It’s time for us as a nation to rise up, and be real with ourselves. We are not doing enough to help the increasing rates of black HIV-positive men who have sex with men. If you don’t believe me, look at the data.
Last February, the Centers for Disease Control and Prevention released a report predicting that one out of every two gay or bisexual black man will become HIV-positive in their lifetime. That is, if we don’t try and stop it.
Even for those who do become HIV-positive, black MSM still have lower rates of antiretroviral use.
“Blacks continue to be less likely to be prescribed [antiretroviral] treatment,” authors of a report published in the Journal of Infectious Diseases wrote, noting that the difference in ART use “persisted even after controlling for other predictors of lower access, namely, less education, lower income and lack of health insurance.”
Researchers found that the proportion of newly diagnosed HIV-positive men in the U.S. who started ART because of proper access to care increased between 2008 and 2014, however those rates were 9 percent lower among black MSM compared to white MSM.
Why the disparity?
“The issues involved are often as much societal as medical, as with access to housing and education, employment and adequate income, substance use and mental health services, and other social determinants of health,” the authors conclude. “How health systems can be improved and linked to communities of need without addressing these overarching issues remains a massive challenge for investigators and implementers alike.”
Discrimination, poverty, stigma, and a lack of access to healthcare affect the overwhelming number of newly diagnosed black MSM — which consist of 45 percent of all HIV diagnoses, according to the CDC.

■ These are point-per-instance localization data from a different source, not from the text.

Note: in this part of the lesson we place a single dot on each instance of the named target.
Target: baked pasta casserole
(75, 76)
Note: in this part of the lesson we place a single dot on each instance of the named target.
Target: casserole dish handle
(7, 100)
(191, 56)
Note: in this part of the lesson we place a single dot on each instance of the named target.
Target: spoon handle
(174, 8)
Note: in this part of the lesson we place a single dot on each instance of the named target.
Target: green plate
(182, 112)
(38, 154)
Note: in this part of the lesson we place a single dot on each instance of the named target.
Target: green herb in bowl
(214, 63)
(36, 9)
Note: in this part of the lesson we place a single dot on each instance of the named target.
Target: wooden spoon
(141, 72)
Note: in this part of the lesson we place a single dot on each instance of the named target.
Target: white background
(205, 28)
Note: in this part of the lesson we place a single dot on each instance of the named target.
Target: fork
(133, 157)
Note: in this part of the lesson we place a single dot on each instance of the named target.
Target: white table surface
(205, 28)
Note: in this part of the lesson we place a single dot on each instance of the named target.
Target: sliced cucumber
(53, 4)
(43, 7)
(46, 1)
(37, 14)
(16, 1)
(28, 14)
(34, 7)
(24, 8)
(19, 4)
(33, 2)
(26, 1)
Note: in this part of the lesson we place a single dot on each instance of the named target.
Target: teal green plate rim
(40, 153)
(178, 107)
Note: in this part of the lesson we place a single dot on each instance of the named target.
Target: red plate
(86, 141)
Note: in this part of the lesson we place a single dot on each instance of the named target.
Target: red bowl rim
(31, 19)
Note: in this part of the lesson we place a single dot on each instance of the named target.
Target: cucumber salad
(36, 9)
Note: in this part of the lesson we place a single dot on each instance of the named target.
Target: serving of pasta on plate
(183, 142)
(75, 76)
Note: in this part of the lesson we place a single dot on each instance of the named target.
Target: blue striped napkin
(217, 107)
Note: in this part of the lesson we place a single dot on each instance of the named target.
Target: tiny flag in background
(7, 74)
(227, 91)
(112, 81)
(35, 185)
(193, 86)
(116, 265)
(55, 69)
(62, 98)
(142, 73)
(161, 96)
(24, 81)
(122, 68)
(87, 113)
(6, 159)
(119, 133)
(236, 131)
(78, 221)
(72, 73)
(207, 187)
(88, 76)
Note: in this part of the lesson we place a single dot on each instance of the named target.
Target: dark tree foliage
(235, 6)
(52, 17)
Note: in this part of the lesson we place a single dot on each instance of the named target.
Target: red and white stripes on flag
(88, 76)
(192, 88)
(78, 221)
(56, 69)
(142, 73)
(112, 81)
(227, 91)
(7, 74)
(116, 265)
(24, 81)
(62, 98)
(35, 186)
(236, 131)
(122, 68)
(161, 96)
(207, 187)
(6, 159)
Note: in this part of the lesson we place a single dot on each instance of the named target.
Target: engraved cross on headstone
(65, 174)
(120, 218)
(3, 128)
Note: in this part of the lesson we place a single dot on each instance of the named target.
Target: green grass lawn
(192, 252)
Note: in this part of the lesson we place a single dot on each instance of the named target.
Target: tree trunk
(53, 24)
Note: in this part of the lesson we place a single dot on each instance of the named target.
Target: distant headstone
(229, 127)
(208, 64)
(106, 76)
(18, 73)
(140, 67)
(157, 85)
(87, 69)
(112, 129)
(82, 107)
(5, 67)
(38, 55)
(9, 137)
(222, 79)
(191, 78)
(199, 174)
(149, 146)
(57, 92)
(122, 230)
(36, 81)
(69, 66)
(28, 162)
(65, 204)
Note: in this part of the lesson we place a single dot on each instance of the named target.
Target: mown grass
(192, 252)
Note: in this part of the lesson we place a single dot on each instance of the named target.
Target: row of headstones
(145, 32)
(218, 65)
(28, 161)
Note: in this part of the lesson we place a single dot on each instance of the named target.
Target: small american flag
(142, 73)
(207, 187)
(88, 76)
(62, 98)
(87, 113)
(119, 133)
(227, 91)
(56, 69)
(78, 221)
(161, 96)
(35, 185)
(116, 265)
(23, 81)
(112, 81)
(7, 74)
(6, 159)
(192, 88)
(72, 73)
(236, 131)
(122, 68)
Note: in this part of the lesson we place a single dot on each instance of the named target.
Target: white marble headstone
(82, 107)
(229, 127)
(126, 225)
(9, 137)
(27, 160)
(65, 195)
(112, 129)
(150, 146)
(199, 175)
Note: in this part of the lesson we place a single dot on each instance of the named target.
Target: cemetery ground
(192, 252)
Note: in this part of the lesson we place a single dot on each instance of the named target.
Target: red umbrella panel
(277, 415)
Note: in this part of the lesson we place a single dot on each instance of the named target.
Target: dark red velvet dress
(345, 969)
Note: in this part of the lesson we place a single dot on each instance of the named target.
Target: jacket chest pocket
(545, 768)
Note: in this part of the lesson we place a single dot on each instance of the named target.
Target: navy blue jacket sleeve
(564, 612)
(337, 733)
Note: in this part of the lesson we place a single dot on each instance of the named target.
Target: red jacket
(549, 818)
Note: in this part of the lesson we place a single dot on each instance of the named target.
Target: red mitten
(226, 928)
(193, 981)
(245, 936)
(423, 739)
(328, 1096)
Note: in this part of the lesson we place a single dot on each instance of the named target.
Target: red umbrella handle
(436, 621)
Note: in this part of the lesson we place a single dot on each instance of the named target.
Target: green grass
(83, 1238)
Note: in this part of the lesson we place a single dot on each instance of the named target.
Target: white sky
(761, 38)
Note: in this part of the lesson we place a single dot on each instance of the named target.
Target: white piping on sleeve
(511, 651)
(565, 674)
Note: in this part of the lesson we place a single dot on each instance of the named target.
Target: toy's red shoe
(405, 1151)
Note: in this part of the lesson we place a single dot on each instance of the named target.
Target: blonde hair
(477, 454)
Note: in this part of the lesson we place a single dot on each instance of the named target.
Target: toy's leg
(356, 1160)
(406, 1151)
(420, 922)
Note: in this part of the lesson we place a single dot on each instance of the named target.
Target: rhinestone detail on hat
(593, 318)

For the study, researchers reviewed 1,144 adult MSM in 2008, which increased to 1,228 in 2011 and 1,716 in 2014. Participants were recruited from centers in 20 American cities, where particular data was collected, including age, education level, health insurance, region, and race.
As reported by AIDS Map, the proportion of people linked to care within three months of diagnosis increased from 79% in 2008 to 87% in 2014. However, linkage to care was more likely among people with higher levels of education and health insurance. In all years, higher rates of ART use were observed among white people, older age groups, better educated MSM and those with insurance. There were also regional disparities, with people in Southern states having the lowest level of ART use.
Authors of the study also noted that men who live in the South were less likely to be insured because fewer Southern states had expanded Medicaid coverage under the Affordable Care Act.
After looking at the numbers, researchers also said that understanding the racial differences in ART should be the next research priority, concluding that innovate programs and community outreach is highly suggested to bridge the gap.